"Public Utility" vs. Speech and Property

Tuesday, February 27, 2024

An article about social media laws being scrutinized by the Supreme Court summarizes the stakes as follows:

The owner of this auditorium does not "censor" when he decides who can or can't lecture there. (Image by Dom Fou, via Unsplash, license.)
The justices will have to decide between radically different conceptions of what social media is.

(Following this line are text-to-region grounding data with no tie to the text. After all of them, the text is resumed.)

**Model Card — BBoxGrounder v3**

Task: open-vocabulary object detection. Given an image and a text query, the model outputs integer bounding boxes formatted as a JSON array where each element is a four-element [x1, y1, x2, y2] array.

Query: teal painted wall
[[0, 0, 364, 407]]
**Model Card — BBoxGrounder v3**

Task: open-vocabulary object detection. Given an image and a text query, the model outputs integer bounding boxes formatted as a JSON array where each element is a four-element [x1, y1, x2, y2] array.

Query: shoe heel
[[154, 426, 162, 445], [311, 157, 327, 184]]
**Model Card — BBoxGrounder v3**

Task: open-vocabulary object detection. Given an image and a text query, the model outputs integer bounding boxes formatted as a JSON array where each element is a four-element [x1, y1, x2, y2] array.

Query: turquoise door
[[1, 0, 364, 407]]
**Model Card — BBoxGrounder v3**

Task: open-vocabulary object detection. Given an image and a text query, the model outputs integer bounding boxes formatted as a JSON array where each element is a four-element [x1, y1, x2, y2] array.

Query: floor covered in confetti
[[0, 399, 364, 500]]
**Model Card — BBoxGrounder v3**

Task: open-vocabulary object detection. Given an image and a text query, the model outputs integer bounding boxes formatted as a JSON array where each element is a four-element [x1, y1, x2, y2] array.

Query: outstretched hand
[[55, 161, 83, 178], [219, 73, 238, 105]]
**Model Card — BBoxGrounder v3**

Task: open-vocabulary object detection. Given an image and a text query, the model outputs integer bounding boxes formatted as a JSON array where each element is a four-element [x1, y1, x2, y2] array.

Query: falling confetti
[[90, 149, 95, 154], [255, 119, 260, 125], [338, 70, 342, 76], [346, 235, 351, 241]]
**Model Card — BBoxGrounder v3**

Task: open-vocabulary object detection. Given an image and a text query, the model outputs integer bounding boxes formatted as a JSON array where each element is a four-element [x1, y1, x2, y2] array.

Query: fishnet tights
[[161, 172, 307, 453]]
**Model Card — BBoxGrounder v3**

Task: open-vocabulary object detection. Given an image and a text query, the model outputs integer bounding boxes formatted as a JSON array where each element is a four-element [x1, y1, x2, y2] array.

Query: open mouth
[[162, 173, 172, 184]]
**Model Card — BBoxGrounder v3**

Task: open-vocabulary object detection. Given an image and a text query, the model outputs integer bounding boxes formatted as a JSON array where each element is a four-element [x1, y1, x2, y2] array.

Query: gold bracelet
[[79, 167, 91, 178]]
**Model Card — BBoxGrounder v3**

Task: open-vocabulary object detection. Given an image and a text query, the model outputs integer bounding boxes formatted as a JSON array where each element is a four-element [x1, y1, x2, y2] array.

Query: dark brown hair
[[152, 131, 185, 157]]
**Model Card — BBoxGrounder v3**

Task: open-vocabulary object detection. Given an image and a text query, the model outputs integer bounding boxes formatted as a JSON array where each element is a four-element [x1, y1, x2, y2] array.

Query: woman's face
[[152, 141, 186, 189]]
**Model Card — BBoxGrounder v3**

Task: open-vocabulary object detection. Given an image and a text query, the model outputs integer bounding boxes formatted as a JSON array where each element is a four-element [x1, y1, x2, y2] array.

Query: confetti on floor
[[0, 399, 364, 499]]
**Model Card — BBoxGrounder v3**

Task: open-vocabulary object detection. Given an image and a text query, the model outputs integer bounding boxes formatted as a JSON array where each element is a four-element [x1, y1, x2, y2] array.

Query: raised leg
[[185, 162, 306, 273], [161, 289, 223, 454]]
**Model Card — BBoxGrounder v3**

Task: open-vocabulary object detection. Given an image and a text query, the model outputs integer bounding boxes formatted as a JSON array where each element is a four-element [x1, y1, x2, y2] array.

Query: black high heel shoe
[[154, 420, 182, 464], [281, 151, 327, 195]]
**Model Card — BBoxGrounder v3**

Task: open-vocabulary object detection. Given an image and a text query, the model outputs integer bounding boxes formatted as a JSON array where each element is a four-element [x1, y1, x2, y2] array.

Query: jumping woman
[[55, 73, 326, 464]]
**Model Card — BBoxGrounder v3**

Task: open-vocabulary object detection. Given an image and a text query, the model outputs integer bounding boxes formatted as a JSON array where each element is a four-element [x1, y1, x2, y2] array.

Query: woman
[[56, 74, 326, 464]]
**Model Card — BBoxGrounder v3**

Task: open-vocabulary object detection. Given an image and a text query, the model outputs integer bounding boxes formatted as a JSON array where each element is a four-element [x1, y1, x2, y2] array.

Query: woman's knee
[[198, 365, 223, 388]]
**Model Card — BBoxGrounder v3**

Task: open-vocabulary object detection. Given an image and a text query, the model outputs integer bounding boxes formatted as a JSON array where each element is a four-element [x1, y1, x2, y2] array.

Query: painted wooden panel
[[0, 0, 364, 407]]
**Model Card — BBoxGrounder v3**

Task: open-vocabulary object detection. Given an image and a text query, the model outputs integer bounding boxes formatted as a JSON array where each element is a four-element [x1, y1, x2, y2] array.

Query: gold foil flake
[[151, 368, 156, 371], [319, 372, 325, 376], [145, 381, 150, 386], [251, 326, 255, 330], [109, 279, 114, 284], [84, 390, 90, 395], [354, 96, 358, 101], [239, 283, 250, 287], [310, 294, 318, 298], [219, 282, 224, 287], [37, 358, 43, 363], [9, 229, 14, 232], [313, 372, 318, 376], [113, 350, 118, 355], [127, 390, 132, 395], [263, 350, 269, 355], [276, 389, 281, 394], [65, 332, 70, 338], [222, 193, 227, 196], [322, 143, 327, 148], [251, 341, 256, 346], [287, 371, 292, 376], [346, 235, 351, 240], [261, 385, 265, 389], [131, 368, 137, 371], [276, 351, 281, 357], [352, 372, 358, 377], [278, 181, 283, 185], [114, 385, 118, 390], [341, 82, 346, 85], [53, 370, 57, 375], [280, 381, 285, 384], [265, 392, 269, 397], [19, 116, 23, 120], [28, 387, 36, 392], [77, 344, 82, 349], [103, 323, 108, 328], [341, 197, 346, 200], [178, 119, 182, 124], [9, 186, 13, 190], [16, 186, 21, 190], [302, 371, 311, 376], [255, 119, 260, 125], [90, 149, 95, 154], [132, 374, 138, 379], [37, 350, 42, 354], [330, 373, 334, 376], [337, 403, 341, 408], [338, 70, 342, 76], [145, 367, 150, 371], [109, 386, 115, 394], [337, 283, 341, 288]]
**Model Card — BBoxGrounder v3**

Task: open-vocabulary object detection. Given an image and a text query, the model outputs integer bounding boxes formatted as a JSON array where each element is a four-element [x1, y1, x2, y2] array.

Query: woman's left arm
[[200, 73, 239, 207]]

Are these platforms more like old-time phone companies: basically, open to everyone without filtering?

Or, are they more like bookstores and newspapers, places that edit and curate information, that get the highest level of First Amendment protection?
Or, as conservatives of the ilk who once whined about "fairness" in search results, are social media companies "public utilities" and, as such, subject to longstanding (but illegitimate) regulations?

It is a shame that we have this longstanding abuse of government power on the books, because it muddies what should be a clear-cut case of the states of Florida and Texas violating the property rights of Facebook et al. by attempting to overrule their moderation policies.

(That this was done possibly in reaction to federal government jawboning does not justify the states doing it or exempt the federal government from being barred from dictating content moderation policies.)

The fact that a company grows large enough that it is commonplace for people to rely on it does not make its owners rightless or duty-bound at any point.

It is a travesty to see government regulation of "public utilities" go unquestioned while the right to free speech is under trial -- by people at least some of whom understand what that is even less than they do property rights -- as witness the assertions that social media companies are "censoring" content.

Censorship is an abuse possible only to governments.